SCD ASR header SCD ASR header

Training, consulting, and documentation

Technical consulting services

Providing software engineering and math libraries support for scientists using NCAR/SCD's high-performance scientific computing facilities is the core business and mission of SCD's Technical Consulting Group (TCG). This group is the primary point of contact for customers with questions and concerns about their scientific computing efforts. TCG provides a single point of contact for SCD's community of researchers who need to resolve technical problems and obtain advice on optimal software design and implementation techniques. TCG leverages their contact with researchers by channeling customer needs into SCD's planning process. When the assistance of other SCD staff is required to resolve a problem, TCG coordinates all SCD efforts and manages the follow-through with customers. Collaborations with other SCD groups, researchers, vendors, and other high-performance computing centers are central to maintaining the expertise required to support this mission.

In FY2000, TCG's key thrusts in pursuit of their mission have focused on three key elements: researcher support, training, and documentation. All three of these activities in FY2000 have been specifically focused on the code conversion efforts surrounding the new IBM SP. While the actual installation of the machine was a limited-term project lasting only a few months, the subsequent conversion of millions of lines of user source code is expected to proceed over the course of two to three years with TCG playing the key role of helping our research community migrate science to the new machines. Training, documentation, and hands-on assistance are critical to the success of this effort.

Training classes and seminars sponsored by the SCD Technical Consulting Group

Developing staff and customer expertise on these new computer architectures has been a key concern, and training has played a key role in addressing it. Over the last year, TCG has arranged eight classes on using the new IBM SP and Compaq ES40 clusters. The material covered in the classes has included introductions to the IBM SP and Compaq ES40 clusters, introductions to MPI and OpenMP programming, and memory-cache optimization for RISC microprocessor-based systems. While most of the classes were delivered at NCAR, they were open to all local and remote SCD customers. Scientists from local institutions attended as well as staff from more geographically distant sites. One class was delivered at COLA outside Washington, D.C. While additional remote classes are being investigated, it appears that many remote university researchers have local resources for parallel programming assistance through their computer science departments or other collaborators, but rely heavily on SCD web documentation and examples for information of how to use and write scripts for the resource scheduling software running on each machine.

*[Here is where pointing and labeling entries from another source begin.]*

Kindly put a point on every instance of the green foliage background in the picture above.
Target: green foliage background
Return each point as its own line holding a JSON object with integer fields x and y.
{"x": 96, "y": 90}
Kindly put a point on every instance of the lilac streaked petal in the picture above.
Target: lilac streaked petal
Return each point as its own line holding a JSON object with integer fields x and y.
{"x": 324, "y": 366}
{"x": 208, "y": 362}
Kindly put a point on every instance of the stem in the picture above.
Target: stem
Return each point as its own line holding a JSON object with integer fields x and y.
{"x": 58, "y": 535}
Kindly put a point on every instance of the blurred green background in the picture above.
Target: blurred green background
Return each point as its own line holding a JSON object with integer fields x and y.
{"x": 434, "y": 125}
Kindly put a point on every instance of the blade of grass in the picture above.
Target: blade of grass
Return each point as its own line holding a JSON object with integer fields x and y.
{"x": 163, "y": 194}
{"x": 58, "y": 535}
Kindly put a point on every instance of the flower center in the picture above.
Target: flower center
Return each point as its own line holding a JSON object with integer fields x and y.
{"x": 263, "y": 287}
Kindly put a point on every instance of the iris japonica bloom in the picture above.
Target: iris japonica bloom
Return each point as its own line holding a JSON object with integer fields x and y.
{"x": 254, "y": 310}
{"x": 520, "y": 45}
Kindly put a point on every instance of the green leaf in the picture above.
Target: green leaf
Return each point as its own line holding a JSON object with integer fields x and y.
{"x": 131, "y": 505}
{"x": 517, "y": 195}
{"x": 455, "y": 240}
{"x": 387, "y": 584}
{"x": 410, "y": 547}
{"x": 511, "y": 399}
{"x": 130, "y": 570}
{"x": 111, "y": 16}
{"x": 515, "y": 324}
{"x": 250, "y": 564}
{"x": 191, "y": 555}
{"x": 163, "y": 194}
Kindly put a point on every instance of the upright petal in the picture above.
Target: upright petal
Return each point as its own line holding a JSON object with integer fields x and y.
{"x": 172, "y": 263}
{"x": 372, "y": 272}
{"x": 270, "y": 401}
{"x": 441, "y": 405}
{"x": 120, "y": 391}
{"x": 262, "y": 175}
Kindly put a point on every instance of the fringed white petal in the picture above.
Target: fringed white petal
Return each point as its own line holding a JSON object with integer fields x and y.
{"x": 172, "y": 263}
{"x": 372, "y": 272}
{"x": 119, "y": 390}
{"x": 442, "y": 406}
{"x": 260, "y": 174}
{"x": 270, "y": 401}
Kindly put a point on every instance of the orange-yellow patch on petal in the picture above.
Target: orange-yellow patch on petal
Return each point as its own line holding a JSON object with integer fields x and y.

Code migration for the IBM SP complex and Compaq ES40 cluster

 

The SMP machines

Over the last year, SCD has focused much effort in the area of symmetric multiprocessor (SMP) clusters. Three such machines have been installed: two IBM SP clusters (blackforest and babyblue) and one Compaq ES40 cluster (prospect). While the individual nodes of such machines are independent SMP computers, a layer of system software allows multiple nodes of the cluster to behave as a scheduled resource that can be applied to a single job. SCD is currently using three different implementations of the system software layer, one from IBM called LoadLeveler(tm), one created at NASA Ames called PBS (Portable Batch Scheduler), and one written by Compaq called RMS (Resource Management System).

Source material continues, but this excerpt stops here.